Xinhua, June 2, 2015 Adjust font size:

The U.S. government will launch what it called a "groundbreaking" precision medicine trial in July to determine whether targeted therapies based on cancer patients' specific gene mutations, rather than their cancer type, will be effective.

The U.S. National Cancer Institute (NCI) announced Monday in a statement that more than 20 different study drugs or drug combinations, each targeting a specific gene mutation, will be incorporated in the trial, known as NCI-MATCH.

Overall, about 3,000 patients will have their DNA sequenced to detect genetic abnormalities that may be driving tumor growth. About 1,000 patients whose gene mutations might be targeted by one of the study drugs or drug combinations will be enrolled into the various treatment arms in the trial.

NCI acting director Doug Lowy called NCI-MATCH "a unique, ground-breaking trial" and said it "holds the potential to transform cancer care."

"It is the first study in oncology that incorporates all of the tenets of precision medicine," said Lowy. "There are no other cancer clinical trials of this size and scope that truly bring the promise of targeted treatment to patients whose cancers have specific genetic abnormalities."

For the new trial, those eligible will be adults 18 years of age and older with solid tumors or lymphomas that have advanced following at least one line of standard systemic therapy, or with tumors for which there is no standard treatment. It also calls for at least 25 percent of the 1,000 patients enrolled to involve people with rare types of cancer.

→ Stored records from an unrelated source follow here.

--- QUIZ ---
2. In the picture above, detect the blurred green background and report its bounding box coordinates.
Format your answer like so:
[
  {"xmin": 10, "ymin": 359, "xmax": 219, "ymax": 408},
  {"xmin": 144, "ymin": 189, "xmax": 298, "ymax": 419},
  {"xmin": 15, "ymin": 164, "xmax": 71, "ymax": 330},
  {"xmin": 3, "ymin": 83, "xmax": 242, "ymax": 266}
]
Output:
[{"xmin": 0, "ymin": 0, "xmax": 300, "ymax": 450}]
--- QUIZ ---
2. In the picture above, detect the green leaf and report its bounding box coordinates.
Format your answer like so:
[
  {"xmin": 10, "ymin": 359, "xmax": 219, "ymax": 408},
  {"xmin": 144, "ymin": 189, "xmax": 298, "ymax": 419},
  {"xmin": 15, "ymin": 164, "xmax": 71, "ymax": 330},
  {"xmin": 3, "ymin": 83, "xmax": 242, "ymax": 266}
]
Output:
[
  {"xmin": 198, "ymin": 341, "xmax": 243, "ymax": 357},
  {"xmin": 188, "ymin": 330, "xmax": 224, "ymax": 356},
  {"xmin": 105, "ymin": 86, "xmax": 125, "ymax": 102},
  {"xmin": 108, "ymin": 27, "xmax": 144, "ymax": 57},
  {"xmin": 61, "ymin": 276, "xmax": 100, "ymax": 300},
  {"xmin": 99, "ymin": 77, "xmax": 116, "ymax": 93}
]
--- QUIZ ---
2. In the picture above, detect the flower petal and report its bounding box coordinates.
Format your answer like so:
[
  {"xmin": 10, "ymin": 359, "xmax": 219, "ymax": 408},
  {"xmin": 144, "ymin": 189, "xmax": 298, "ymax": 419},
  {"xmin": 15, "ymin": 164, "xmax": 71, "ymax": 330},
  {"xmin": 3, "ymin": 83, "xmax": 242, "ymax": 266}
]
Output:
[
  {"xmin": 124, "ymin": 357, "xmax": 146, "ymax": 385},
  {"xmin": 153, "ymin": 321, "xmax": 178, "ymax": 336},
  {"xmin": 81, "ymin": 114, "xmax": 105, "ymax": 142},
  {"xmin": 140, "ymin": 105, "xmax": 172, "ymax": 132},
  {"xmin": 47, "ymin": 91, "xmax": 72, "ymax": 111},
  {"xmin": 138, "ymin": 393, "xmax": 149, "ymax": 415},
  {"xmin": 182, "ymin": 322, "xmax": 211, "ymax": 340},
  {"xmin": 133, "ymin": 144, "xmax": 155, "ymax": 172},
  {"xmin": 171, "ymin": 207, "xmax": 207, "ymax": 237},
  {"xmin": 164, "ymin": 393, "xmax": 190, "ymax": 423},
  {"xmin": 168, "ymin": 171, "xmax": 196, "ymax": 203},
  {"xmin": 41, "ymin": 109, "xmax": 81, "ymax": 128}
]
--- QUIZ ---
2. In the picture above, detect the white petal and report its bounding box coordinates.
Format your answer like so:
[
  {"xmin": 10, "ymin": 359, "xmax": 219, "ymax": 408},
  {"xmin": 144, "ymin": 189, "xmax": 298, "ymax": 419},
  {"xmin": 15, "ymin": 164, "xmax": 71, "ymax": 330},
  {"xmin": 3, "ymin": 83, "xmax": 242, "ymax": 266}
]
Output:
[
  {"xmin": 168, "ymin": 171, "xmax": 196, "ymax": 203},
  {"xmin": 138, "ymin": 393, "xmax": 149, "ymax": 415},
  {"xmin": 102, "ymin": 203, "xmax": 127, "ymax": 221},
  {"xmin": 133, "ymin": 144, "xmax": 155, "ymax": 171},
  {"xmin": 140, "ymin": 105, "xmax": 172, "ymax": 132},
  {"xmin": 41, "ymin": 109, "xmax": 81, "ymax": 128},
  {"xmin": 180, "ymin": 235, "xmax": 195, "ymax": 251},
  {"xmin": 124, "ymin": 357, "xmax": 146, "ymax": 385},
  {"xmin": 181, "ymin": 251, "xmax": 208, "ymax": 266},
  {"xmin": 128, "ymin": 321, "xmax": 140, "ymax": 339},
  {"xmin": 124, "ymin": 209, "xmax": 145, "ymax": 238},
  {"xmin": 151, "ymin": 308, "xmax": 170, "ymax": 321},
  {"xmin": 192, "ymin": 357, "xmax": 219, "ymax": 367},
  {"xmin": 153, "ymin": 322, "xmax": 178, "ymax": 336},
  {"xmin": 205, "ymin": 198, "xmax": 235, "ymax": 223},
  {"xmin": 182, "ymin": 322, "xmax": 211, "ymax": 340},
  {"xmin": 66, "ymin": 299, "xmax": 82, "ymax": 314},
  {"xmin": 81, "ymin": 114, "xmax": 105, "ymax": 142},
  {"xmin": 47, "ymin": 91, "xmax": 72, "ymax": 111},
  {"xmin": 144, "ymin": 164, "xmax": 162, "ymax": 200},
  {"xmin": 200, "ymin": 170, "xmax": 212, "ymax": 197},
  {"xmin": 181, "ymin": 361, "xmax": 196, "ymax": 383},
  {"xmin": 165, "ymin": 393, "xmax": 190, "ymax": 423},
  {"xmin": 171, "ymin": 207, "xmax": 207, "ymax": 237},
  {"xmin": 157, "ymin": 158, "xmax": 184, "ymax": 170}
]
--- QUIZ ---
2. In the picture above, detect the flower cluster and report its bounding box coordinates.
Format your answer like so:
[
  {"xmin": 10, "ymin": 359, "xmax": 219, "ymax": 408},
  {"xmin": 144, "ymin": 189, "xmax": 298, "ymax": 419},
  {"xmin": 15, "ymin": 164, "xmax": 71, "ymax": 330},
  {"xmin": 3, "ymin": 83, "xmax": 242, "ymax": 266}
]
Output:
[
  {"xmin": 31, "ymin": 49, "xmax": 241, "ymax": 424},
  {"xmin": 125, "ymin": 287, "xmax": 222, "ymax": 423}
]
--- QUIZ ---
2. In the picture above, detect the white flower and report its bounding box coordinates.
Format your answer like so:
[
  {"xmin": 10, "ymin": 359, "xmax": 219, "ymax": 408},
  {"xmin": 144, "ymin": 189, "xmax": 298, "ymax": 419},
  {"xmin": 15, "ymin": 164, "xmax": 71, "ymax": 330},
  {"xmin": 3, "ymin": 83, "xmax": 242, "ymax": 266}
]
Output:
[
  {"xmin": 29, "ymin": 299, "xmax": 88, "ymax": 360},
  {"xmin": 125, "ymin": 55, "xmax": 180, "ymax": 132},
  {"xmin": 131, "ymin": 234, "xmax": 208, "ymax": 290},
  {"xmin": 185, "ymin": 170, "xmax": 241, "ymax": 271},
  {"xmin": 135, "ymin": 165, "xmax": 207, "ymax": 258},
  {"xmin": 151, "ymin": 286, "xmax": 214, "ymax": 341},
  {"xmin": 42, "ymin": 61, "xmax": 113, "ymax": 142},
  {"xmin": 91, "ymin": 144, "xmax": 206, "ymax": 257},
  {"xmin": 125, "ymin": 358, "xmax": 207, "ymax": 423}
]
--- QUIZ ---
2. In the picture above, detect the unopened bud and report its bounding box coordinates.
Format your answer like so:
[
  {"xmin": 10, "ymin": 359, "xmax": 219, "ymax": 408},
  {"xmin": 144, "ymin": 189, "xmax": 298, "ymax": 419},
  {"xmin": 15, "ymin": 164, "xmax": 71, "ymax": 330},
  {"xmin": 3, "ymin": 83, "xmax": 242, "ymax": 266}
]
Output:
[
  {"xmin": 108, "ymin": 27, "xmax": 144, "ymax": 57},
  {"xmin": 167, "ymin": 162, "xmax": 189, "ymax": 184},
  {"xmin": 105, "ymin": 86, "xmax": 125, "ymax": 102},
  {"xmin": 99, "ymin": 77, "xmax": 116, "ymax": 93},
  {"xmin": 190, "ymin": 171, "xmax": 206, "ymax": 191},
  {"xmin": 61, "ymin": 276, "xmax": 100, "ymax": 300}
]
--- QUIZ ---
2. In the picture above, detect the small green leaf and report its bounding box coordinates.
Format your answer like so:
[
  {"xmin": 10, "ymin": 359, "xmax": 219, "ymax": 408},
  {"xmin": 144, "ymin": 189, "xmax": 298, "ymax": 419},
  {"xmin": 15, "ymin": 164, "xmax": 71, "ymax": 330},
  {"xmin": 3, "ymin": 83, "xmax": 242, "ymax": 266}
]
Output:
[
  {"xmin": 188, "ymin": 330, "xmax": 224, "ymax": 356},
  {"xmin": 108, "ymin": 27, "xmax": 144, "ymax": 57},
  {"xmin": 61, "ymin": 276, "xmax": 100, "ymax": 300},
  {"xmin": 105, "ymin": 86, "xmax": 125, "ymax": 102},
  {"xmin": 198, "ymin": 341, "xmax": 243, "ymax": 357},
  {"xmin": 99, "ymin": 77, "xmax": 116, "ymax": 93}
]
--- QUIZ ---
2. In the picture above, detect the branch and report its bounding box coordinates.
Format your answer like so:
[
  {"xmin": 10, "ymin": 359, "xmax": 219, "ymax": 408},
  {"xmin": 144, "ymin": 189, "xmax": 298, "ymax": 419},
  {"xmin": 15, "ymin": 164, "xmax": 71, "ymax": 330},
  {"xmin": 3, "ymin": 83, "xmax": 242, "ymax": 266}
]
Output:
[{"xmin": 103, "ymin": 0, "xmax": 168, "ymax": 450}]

The cancer treatment drugs being used in the trial will include both U.S. Food and Drug Administration approved drugs as well as investigational agents that are being contributed by a number of pharmaceutical companies, such as Pfizer and Roche.

The primary goal for the trial will be whether or not there is a tumor response to treatment, defined as tumor shrinkage by at least 30 percent in one dimension such as thickness, width, or length. The secondary goal is six-month progression-free survival, which is a measure of whether a patient's disease remains stable.

"For our purposes, a response rate of 5 percent or less in a molecularly-defined population will not be considered promising, whereas a response rate of 16 percent to 25 percent will be encouraging," said NCI study co-chair Barbara Conley, associate director of the NCI's Cancer Diagnosis Program. "After starting treatment in NCI-MATCH, a 6-month progression-free survival of 15 percent will not be considered promising, whereas a progression- free survival at six months of 35 percent will indicate that we would want to develop that treatment further."

Most medical treatments have been designed for the "average patient." As a result of this "one-size-fits-all-approach," treatments can be very successful for some patients but not for others.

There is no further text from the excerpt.